The RBI understands this. Its framing of the problem in the Monetary Policy Committee statement in early February 2026 was pointed: “Mis-selling financial products and services has significant consequences for both customers and institutions alike.” The institutional damage to a bank’s long-term credibility far outweighs any short-term revenue gained from pushing unsuitable products.
The Road Ahead: Public Comment Period and Final Rules
The draft framework is currently open for public comment until March 4, 2026. The RBI has invited feedback from regulated entities and members of the public through email or the Connect 2 Regulate portal on its website. This is a rare and meaningful opportunity for customers, consumer advocates, and financial professionals to directly shape the final rules.
Once finalized, the provisions for commercial banks will come into effect from July 1, 2026, while certain undertaking-related provisions are proposed to take effect from April 1, 2026.
Whether banks embrace the spirit of these guidelines — rather than looking for technical workarounds — will be the real test. Regulators can write rules; culture changes from within.
A Long Overdue Course Correction
For too long, the relationship between banks and their customers has been tilted in one direction. The incentive machines were built for volume, not value. The systems were designed for sales, not suitability. And when customers complained, the fine print was their undoing.
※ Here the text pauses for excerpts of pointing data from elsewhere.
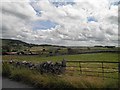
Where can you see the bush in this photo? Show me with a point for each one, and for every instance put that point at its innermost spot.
(6, 71)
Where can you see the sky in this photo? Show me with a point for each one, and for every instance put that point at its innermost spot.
(61, 22)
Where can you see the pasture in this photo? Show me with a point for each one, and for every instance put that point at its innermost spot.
(72, 78)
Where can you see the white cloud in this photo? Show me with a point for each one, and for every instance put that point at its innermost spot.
(73, 27)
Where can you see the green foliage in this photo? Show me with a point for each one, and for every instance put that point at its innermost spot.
(6, 71)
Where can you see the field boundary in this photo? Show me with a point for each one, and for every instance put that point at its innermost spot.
(79, 62)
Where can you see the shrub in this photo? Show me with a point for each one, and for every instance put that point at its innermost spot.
(6, 71)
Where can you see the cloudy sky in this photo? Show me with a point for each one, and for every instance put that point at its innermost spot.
(61, 22)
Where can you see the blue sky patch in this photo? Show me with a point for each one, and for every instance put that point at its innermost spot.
(90, 19)
(43, 25)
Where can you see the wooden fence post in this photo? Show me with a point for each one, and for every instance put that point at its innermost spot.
(119, 67)
(102, 71)
(80, 67)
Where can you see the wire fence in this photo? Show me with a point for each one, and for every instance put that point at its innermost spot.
(104, 69)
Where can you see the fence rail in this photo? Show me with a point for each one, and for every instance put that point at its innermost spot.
(103, 65)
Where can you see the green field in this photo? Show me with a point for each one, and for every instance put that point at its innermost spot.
(70, 79)
(37, 58)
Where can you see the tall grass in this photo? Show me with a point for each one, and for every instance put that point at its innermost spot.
(37, 80)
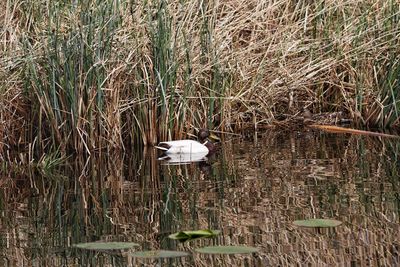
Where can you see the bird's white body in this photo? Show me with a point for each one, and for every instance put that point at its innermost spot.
(183, 147)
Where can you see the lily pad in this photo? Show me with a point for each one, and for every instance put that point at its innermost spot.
(158, 254)
(227, 250)
(317, 223)
(106, 245)
(188, 235)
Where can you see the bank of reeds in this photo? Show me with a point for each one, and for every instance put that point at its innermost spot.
(93, 74)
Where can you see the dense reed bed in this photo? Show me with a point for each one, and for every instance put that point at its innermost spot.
(91, 74)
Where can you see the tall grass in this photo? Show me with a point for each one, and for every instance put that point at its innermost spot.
(94, 74)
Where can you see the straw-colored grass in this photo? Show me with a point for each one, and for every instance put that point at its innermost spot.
(94, 74)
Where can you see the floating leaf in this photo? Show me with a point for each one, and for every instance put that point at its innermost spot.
(106, 245)
(317, 223)
(157, 254)
(188, 235)
(227, 250)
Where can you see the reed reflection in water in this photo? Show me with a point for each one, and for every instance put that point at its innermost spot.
(252, 190)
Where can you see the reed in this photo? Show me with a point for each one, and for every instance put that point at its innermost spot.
(92, 75)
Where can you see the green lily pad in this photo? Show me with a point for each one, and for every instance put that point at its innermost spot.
(227, 250)
(317, 223)
(158, 254)
(106, 245)
(189, 235)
The RBI’s draft directions won’t fix everything overnight. But they represent something important: an official, formal acknowledgement that the system was broken, and a serious attempt to fix it. For Indian bank customers — long accustomed to being on the losing end of a polished sales pitch — that acknowledgement alone is worth something.
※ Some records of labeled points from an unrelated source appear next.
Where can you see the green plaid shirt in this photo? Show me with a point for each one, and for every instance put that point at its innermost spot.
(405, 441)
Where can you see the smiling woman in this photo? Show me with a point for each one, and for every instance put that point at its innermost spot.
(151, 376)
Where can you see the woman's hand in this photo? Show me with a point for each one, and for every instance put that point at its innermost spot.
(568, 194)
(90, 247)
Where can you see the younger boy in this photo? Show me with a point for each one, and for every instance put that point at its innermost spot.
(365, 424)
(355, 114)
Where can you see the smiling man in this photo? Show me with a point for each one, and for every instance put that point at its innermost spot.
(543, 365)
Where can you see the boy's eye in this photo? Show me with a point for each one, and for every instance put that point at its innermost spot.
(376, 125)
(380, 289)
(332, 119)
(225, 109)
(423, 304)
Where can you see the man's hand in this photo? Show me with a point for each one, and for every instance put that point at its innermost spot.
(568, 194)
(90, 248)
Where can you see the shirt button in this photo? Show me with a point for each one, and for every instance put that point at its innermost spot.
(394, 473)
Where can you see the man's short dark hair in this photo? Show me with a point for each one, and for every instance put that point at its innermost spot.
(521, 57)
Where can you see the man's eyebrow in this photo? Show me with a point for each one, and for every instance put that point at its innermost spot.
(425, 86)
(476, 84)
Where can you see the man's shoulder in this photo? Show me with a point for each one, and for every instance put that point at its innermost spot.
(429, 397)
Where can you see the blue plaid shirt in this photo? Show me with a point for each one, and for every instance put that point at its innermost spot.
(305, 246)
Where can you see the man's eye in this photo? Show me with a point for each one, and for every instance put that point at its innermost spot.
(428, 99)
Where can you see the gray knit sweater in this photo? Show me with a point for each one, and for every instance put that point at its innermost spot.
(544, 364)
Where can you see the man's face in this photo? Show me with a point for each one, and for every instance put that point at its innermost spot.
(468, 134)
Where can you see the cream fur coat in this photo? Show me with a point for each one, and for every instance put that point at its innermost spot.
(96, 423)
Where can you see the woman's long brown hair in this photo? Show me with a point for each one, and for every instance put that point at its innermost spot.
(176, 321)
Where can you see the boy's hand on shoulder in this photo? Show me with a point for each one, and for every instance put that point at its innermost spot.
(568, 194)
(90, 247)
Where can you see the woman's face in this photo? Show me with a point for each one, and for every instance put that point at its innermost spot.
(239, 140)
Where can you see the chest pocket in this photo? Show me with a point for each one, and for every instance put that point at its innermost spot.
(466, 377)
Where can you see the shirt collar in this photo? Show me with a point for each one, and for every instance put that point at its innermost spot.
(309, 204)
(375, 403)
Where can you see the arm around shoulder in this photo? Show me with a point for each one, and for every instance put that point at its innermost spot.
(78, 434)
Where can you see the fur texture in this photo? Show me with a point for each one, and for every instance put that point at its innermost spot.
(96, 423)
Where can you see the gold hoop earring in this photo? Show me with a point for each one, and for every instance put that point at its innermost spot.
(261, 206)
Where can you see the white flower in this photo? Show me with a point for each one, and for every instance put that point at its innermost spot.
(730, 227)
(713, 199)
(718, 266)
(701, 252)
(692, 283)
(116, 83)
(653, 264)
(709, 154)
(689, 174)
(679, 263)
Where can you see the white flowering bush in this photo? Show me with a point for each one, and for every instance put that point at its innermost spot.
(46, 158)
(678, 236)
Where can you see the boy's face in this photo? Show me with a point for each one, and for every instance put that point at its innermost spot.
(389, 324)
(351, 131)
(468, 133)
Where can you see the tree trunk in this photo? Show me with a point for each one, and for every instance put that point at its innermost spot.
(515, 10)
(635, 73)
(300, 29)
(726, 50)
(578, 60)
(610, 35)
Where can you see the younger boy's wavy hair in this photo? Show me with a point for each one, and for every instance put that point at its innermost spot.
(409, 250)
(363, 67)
Now comes the harder part: enforcement, cultural change, and the sustained will to protect the customer even when short-term revenues are on the line.
Watch this space.
This article is based on the RBI’s draft Amendment Directions on Advertising, Marketing and Sales of Financial Products and Services issued in February 2026. The guidelines are open for public feedback until March 4, 2026, and are proposed to take effect from July 1, 2026.